3.2.2. Drug Chemoresistance Targets

TME is also recognized as a key contributor to drug resistance in cancer treatment. When cancer develops, the stroma undergoes changes to become fibrotic and activated. The extracellular matrix (ECM) becomes denser and more rigid, thanks to new connective fibers, such as tenascin and fibronectin, which cancer cells can invade. Cancer-associated fibroblasts (CAFs), myofibroblasts, and mesenchymal stromal cells (MSCs) change shape and expression profiles and become more proliferative. Senthebane et al. [41] reported that components of TME, including CAFs and the ECM, are major contributors to chemoresistance [41]. In response to chemotherapy or radiation therapy, CAFs and MSCs secrete different growth factors, cytokines, and chemokines that promote cancer cell survival, proliferation, invasion, and metastasis, leading to resistance. Dense fibrosis causes limited access of cancer cells to therapeutic agents in three ways: creating an extracellular matrix (ECM) barrier that such agents cannot diffuse through; promoting the stromal cytochrome P450 (CYP)-mediated degradation of drugs; and increasing interstitial pressure that prevents therapeutic agents from entering the tumor [37,41].

Extensive work has been done to explore the interactions between cancer cells and the TME. The monitoring of the changes in the TME using their molecular and cellular profiles could be pivotal for identifying cells or protein targets for cancer prevention and therapeutic purposes. Discovery studies involving the laser capture microdissection of stroma [42], coupled with analyses of genetic mutations [43] and epigenetic changes [44], can uncover novel therapeutic targets. Drugs that target stromal components are in various stages of preclinical and clinical development. In most cases, the stroma-targeting drugs abrogate resistance to cancer cell-targeting therapies, leading to strong anticancer responses [45]. However, some future challenges must be considered: the unknown elements of the optimal composition of combinations comprising stromal-targeting and cancer-targeting agents or even the administration sequence should be defined for being offered to patients [45]. The order of drug administration is important because certain sequences can result in adverse effects. For example, when chemotherapy is administered after the initiation of an immune response, it could cause the death of immune cells, thereby reversing their cytotoxic effect. As we continue to better understanding the complex interactions between the heterogeneous milieu of cellular and non-cellular contributors to the TME, we will be able to improve stroma-targeting strategies and design more effective anticancer therapies.

3.3. Disseminated Tumor Cell Targets

One of the major hallmarks of cancer is the dissemination of tumor cells to adjacent organs or to distal sites (or metastasis). Metastasis comprises approximately 90% of total cancer-related deaths [46]. Conventional cytostatic agents are successful at reducing primary tumor size, but they have a poor effect on disseminated tumor cells. Several studies have described that metastasis-initiating cells (MICs) seem to be responsible to tumor growth in distant organs.

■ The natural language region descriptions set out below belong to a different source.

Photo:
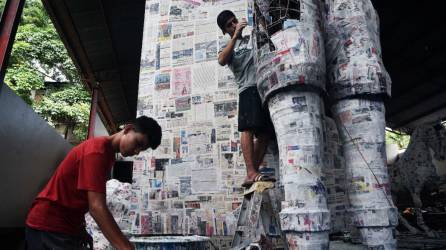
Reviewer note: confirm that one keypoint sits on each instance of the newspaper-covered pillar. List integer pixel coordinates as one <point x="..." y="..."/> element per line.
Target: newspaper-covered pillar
<point x="357" y="81"/>
<point x="290" y="78"/>
<point x="304" y="216"/>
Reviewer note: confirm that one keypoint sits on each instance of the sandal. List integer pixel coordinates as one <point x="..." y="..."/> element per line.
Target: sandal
<point x="259" y="177"/>
<point x="264" y="177"/>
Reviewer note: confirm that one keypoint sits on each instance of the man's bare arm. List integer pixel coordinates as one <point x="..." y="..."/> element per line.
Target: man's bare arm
<point x="226" y="53"/>
<point x="100" y="213"/>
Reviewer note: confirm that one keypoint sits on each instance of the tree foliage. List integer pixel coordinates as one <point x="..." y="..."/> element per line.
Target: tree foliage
<point x="38" y="55"/>
<point x="399" y="138"/>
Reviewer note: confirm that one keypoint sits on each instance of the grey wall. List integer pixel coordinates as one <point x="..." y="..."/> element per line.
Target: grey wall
<point x="30" y="150"/>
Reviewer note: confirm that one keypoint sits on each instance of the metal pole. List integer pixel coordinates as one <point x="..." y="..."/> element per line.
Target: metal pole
<point x="8" y="28"/>
<point x="93" y="110"/>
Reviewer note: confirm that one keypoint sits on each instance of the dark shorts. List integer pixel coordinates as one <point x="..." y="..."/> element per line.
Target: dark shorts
<point x="251" y="114"/>
<point x="42" y="240"/>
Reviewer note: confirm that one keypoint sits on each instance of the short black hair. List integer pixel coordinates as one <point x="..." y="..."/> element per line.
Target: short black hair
<point x="223" y="18"/>
<point x="149" y="127"/>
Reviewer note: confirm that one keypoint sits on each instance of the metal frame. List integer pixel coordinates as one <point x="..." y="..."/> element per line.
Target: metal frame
<point x="8" y="28"/>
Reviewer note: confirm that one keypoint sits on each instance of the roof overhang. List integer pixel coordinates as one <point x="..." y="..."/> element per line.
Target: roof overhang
<point x="104" y="39"/>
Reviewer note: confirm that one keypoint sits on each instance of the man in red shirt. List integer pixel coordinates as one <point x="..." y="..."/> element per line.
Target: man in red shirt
<point x="56" y="218"/>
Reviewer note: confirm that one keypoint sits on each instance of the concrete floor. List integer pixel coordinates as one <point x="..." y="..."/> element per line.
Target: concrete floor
<point x="405" y="242"/>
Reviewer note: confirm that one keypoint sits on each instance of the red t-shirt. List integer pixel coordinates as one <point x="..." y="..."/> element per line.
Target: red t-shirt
<point x="62" y="204"/>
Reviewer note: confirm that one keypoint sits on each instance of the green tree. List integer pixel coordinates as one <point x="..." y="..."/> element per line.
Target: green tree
<point x="396" y="137"/>
<point x="38" y="54"/>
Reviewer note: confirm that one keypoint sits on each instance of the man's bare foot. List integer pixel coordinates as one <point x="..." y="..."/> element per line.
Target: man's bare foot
<point x="257" y="177"/>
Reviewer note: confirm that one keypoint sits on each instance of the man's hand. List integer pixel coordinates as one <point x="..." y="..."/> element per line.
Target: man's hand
<point x="239" y="28"/>
<point x="100" y="213"/>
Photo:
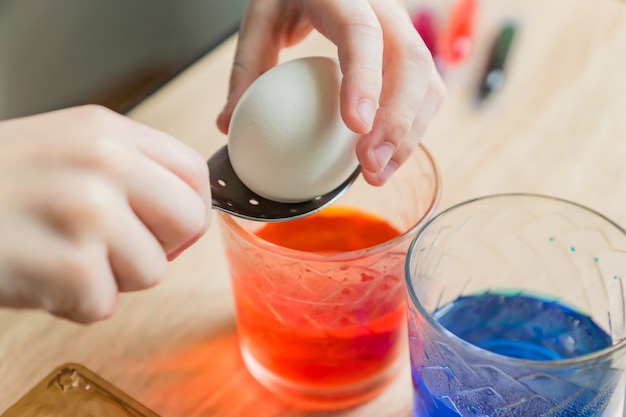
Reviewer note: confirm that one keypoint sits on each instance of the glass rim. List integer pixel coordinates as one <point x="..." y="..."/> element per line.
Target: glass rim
<point x="552" y="363"/>
<point x="230" y="221"/>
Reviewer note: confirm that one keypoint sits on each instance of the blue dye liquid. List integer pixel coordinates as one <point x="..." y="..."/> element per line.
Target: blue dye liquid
<point x="516" y="326"/>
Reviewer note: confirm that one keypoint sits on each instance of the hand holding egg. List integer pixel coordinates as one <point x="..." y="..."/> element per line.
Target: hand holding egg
<point x="390" y="89"/>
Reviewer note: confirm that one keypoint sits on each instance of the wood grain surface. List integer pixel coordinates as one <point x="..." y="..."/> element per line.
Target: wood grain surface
<point x="557" y="127"/>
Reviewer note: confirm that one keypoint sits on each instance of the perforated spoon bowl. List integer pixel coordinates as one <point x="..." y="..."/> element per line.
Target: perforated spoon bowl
<point x="231" y="196"/>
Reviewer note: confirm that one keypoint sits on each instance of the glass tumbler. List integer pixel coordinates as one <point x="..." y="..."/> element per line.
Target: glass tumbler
<point x="516" y="308"/>
<point x="325" y="330"/>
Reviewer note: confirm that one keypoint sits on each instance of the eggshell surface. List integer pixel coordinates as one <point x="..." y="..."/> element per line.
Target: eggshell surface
<point x="287" y="141"/>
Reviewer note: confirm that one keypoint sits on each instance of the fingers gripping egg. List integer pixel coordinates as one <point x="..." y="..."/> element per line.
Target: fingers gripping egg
<point x="287" y="141"/>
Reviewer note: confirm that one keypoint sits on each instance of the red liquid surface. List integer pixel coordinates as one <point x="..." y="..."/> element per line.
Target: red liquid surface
<point x="332" y="327"/>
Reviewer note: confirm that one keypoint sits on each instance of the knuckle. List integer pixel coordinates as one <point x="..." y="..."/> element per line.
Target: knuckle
<point x="95" y="194"/>
<point x="83" y="299"/>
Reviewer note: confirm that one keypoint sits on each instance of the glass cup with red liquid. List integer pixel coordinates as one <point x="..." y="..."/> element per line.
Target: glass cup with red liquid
<point x="320" y="304"/>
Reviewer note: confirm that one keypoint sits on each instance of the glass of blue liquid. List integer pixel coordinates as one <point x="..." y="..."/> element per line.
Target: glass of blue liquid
<point x="517" y="307"/>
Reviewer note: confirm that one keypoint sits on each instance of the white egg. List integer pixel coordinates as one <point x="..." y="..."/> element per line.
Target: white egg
<point x="287" y="141"/>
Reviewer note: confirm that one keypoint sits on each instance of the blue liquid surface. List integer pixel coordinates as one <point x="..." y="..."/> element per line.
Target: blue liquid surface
<point x="448" y="382"/>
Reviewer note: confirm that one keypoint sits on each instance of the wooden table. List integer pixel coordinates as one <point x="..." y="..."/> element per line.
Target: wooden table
<point x="557" y="127"/>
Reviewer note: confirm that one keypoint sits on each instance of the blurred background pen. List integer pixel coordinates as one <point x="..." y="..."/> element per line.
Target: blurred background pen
<point x="493" y="75"/>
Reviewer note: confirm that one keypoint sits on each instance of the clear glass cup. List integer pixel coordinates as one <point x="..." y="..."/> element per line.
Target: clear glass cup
<point x="516" y="308"/>
<point x="326" y="330"/>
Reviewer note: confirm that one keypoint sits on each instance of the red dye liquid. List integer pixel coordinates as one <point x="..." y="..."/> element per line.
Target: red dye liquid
<point x="325" y="324"/>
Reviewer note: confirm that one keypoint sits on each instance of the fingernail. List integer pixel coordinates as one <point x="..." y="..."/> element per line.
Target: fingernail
<point x="383" y="153"/>
<point x="367" y="111"/>
<point x="388" y="171"/>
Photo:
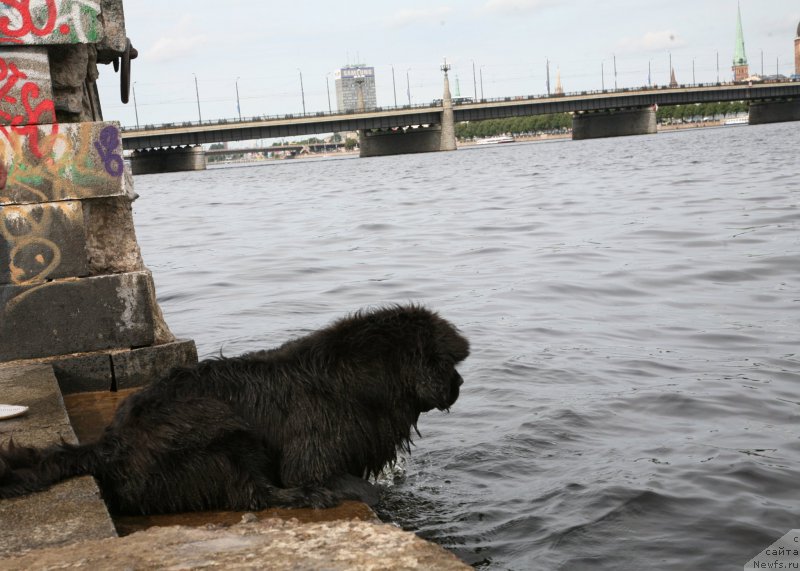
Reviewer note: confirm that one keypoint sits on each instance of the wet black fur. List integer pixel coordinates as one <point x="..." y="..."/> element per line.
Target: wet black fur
<point x="295" y="426"/>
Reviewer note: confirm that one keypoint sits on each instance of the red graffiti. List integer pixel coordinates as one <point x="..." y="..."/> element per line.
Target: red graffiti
<point x="35" y="112"/>
<point x="25" y="21"/>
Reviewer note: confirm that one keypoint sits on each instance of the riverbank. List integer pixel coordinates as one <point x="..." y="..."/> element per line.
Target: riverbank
<point x="69" y="525"/>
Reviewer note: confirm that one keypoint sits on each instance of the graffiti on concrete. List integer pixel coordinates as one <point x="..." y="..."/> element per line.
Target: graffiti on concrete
<point x="43" y="22"/>
<point x="25" y="99"/>
<point x="78" y="161"/>
<point x="106" y="146"/>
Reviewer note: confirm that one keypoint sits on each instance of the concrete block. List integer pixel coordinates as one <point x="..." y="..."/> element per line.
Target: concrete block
<point x="154" y="161"/>
<point x="48" y="22"/>
<point x="72" y="315"/>
<point x="83" y="372"/>
<point x="68" y="512"/>
<point x="111" y="236"/>
<point x="26" y="88"/>
<point x="382" y="143"/>
<point x="41" y="242"/>
<point x="114" y="35"/>
<point x="620" y="123"/>
<point x="762" y="112"/>
<point x="139" y="367"/>
<point x="120" y="369"/>
<point x="71" y="161"/>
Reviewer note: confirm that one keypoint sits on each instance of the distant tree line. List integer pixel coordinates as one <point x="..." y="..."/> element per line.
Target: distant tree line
<point x="560" y="121"/>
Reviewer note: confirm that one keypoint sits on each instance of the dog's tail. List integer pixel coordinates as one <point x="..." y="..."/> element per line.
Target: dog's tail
<point x="24" y="470"/>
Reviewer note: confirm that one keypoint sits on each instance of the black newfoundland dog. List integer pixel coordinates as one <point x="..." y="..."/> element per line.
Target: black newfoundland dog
<point x="301" y="425"/>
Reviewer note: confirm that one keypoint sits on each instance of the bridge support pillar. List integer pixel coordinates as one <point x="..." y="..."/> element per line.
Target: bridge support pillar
<point x="600" y="124"/>
<point x="153" y="161"/>
<point x="400" y="142"/>
<point x="774" y="111"/>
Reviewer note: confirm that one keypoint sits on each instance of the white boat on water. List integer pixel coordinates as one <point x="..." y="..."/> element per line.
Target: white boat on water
<point x="743" y="120"/>
<point x="495" y="140"/>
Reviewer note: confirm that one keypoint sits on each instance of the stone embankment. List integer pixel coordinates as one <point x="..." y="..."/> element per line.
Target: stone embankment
<point x="68" y="526"/>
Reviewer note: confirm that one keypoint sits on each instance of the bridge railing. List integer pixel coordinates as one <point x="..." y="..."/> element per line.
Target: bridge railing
<point x="437" y="103"/>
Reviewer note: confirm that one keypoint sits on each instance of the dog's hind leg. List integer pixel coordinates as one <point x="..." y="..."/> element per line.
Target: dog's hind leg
<point x="24" y="470"/>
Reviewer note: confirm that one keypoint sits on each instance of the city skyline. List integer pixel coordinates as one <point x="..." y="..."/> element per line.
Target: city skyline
<point x="274" y="60"/>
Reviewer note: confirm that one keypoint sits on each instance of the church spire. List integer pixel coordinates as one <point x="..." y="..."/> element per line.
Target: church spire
<point x="740" y="68"/>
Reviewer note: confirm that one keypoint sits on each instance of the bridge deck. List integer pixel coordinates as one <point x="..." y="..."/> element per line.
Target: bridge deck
<point x="392" y="118"/>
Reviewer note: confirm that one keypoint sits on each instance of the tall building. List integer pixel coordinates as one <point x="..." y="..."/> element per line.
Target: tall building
<point x="797" y="52"/>
<point x="355" y="89"/>
<point x="740" y="69"/>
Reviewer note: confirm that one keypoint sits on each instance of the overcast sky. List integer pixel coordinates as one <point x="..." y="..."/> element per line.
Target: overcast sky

MICs result from (i) a phenotype with intrinsic programs to survive the stresses of the metastatic process, (ii) undergo epithelial–mesenchymal transitions, (iii) enter slow-cycling states for dormancy, (iv) escape immune surveillance in collaboration with the metastatic microenvironment, and (v) establish supportive interactions with organ-specific niches [47,48,49].

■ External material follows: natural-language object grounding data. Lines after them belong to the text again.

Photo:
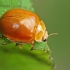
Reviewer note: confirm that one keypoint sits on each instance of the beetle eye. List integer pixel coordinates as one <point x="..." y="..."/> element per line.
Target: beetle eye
<point x="44" y="40"/>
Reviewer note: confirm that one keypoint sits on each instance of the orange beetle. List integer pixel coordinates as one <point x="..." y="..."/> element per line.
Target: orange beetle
<point x="23" y="26"/>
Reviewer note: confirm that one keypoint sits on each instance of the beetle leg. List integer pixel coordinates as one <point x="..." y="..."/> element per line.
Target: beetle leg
<point x="32" y="45"/>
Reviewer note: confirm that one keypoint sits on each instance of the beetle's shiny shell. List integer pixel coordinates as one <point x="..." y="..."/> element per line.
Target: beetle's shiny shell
<point x="19" y="25"/>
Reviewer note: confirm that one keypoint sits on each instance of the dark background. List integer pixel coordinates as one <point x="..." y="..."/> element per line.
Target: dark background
<point x="56" y="16"/>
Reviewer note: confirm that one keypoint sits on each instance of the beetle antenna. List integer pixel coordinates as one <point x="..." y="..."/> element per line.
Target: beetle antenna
<point x="52" y="34"/>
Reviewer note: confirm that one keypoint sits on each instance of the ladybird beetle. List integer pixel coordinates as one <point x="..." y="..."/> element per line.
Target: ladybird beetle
<point x="23" y="26"/>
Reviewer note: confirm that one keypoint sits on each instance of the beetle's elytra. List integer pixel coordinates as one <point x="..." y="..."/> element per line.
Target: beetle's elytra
<point x="23" y="26"/>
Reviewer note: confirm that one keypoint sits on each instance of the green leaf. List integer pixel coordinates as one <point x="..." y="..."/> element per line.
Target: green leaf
<point x="5" y="5"/>
<point x="12" y="58"/>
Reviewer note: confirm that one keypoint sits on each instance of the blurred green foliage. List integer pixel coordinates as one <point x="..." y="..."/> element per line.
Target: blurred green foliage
<point x="11" y="57"/>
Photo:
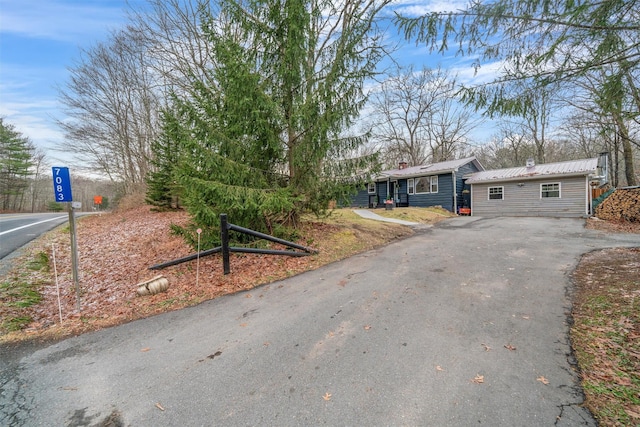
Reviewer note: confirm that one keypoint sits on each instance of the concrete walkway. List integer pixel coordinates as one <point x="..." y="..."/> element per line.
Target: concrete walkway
<point x="371" y="215"/>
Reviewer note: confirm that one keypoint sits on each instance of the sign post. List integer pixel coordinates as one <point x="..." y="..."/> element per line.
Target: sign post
<point x="62" y="191"/>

Thus, one of the most promising strategies to control cancer is focused on designing drugs that interfere with MICs (see detailed review in [48]). MICs overexpress the chemokine receptor CXCR4. The overexpression of this receptor in primary tumors has been described in 20 different cancer types and contributes to tumor growth, angiogenesis, metastasis, and therapy resistance. CXCR4-overexpressing tumors are likely to metastasize in an organ-specific and CXCL12-dependent manner, with the lung, liver, brain, kidney, skin, and bone marrow being the CXCL12-expressing organs [50,51]. Supporting this fact, the inhibition of the CXCL12/CXCR4 axis resulted in a reduced metastatic load in many cancer mouse models [52,53,54]. Metastatic CSCs overexpressing CXCR4 are clinically relevant targets; thus, their selective elimination could represent an advance in metastases control. A multitude of CXCR4-directed antagonists have been developed during the last decade. Among them, AMD3100 (Plerixafor), a low-weight molecule, is the unique compound approved by the FDA for the mobilization of hematopoietic stem cells and for the treatment of multiple myeloma and non-Hodgkin’s lymphoma [55]. Many other CXCR4 antagonists are being developed, and some of them are under clinical trials. No approved nanopharmaceutical is used to treat cancer stem cells.

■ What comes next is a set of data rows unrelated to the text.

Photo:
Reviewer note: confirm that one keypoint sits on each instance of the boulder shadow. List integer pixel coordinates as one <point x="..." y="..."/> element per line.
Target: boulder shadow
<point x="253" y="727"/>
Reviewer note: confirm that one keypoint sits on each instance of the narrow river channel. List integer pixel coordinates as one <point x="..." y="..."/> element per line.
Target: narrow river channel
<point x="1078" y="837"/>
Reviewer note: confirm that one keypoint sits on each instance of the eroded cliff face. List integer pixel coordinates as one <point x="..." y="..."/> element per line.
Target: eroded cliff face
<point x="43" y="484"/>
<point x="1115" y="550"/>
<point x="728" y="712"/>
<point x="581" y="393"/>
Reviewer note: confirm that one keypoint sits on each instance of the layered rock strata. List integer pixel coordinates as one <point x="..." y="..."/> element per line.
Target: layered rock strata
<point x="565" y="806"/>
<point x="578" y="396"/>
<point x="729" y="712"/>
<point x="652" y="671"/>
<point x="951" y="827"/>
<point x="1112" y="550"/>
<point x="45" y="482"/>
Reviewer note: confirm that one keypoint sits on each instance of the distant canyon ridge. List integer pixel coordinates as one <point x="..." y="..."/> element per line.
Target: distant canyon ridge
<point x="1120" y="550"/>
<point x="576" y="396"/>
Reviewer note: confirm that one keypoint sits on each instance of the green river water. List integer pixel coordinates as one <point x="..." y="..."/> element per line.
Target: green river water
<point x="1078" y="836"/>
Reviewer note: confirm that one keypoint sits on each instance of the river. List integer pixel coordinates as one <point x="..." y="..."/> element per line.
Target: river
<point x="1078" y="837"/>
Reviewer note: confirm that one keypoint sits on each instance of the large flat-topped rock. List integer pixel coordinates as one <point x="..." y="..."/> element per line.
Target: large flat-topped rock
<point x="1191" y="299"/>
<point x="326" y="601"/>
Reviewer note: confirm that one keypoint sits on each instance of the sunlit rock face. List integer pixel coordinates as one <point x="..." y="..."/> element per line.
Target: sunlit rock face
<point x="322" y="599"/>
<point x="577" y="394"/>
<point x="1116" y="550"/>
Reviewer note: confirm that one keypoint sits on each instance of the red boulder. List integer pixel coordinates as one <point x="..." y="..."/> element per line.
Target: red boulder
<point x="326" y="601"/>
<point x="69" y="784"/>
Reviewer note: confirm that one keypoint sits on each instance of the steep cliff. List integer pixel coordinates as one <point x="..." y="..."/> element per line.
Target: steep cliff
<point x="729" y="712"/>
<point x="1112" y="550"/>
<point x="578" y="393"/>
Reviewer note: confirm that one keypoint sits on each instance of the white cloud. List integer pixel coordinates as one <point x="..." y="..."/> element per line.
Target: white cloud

4. Modes of Targeting: From Size to Multicomplexity DDSs

Because of the nanoscale size, nanovehicles tend to accumulate more in tumor tissues with respect to low-weight drugs due to the enhanced permeability and retention (EPR) effect [56]. This inherent targeting (referred to Passive targeting) is due to the tumoral leaky vasculature, different pH, and different local temperature, as well as a deficient lymphatic drainage system in tumors [57]. However, this passive mode of targeting can induce (a) multi-drug resistance (MDR) due to the high systemic dosage used to achieve a sufficient amount of drug at the tumor site to trigger a therapeutic response, (b) poor drug diffusion, and (c) accumulation in the liver and spleen [58].

Targeted drug-delivery systems (TDDS) are commonly used to overcome the limitations of low specificity, low therapeutic index, low absorption, short half-life, and a large volume of distribution by low-molecular-weight drugs and untargeted nanovehicles. Moreover, TDDS minimizes the adverse effects, reducing nephrotoxicity, neurotoxicity, and cardiotoxicity by making changes in the inappropriate disposition of the drug and reducing its presence in non-targeted areas [59]. At the same time, TDDS could also maximize the therapeutic efficacy of the drug by preventing its inactivation in circulation, avoiding the degradation of the drug before reaching the target site [60,61,62,63].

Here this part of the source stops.